最近では、入浴も食事も排泄に関しても自立されている方のための

「リハビリ特化型のデイケアセンター」

が街のなかでよく見かけると思います。

確かに、ほとんどが半日利用の事業所ですしリハビリの専門スタッフや器具がそろえられていて、ある程度自立されている方にとっては利用しやすいです。
しかし、短時間利用とはいえ事業所のプログラムには

「集団でのリハビリ」

のプログラムをもうけているところもあります。
そのため
集団が苦手な利用者さんが利用される場合はケアマネージャーさんに相談をして実際に施設見学や体験をした上で選択することをおすすめします。

もし、それでも

「やっぱり無理」

とい時は
「訪問リハビリ」「訪問看護」をしばらく利用。

リハビリスタッフとのマンツーマンの関係性に慣れてきたら

②次の段階として「リハビリ特化型のデイケアセンター」を利用。


③さらに集団へ慣れてきたり、本人が行きたいという心境になった時点で
「デイケア」を利用するというのもありだと私は思います。

■まとめ

・集団が苦手な利用者さんのデイケアサービスの利用はご本人さんの状況を観察して心身ともにご負担ならば「辞める」といいう選択肢がある。

・デイケアサービスを辞めるという選択をした後の代替えサービスとして、リハビリスタッフが配置されている「訪問リハビリテーション」や「訪問看護」サービスを利用する手段がある。

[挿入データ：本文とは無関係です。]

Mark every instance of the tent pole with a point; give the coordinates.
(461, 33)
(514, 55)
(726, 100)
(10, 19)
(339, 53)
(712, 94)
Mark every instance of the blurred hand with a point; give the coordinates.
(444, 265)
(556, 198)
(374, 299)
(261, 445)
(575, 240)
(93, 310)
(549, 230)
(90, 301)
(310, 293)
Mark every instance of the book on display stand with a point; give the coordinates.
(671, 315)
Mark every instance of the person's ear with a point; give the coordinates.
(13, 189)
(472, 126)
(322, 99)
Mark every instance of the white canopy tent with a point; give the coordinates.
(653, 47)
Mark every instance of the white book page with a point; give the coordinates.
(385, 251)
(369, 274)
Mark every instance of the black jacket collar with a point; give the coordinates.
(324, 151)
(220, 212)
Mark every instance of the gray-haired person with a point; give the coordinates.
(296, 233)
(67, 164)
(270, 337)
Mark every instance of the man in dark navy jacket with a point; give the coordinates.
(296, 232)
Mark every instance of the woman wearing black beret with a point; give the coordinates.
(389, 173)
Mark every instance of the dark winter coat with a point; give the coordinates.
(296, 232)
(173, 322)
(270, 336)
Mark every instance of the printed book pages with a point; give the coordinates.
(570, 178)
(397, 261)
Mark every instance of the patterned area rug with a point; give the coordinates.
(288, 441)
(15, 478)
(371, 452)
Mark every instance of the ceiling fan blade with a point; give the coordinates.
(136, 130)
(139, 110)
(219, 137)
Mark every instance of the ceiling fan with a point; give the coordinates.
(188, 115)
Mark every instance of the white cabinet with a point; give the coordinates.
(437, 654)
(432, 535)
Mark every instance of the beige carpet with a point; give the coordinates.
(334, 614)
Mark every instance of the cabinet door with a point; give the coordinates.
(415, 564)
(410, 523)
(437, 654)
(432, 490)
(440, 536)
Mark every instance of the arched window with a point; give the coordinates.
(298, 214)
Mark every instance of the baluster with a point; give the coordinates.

・「デイケア」サービスの中には大規模の事業所もある。
集団が苦手な利用者さんにとっては、いきなり大規模の事業所を利用するにはハードルが高い。

そのため、利用者さんの心身の状況を段階的に観察。それに合わせて事業所を選択して利用するという選択肢もある。

今後もご家庭で介護をされている方や介護スタッフなどに向けて

「これってどうすればよいの?」

という事などを発信予定でいますのでよろしくお願いいたします。

ちょっと長くなってしまいましたが、最後まで読んでくださった方ありがとうございます。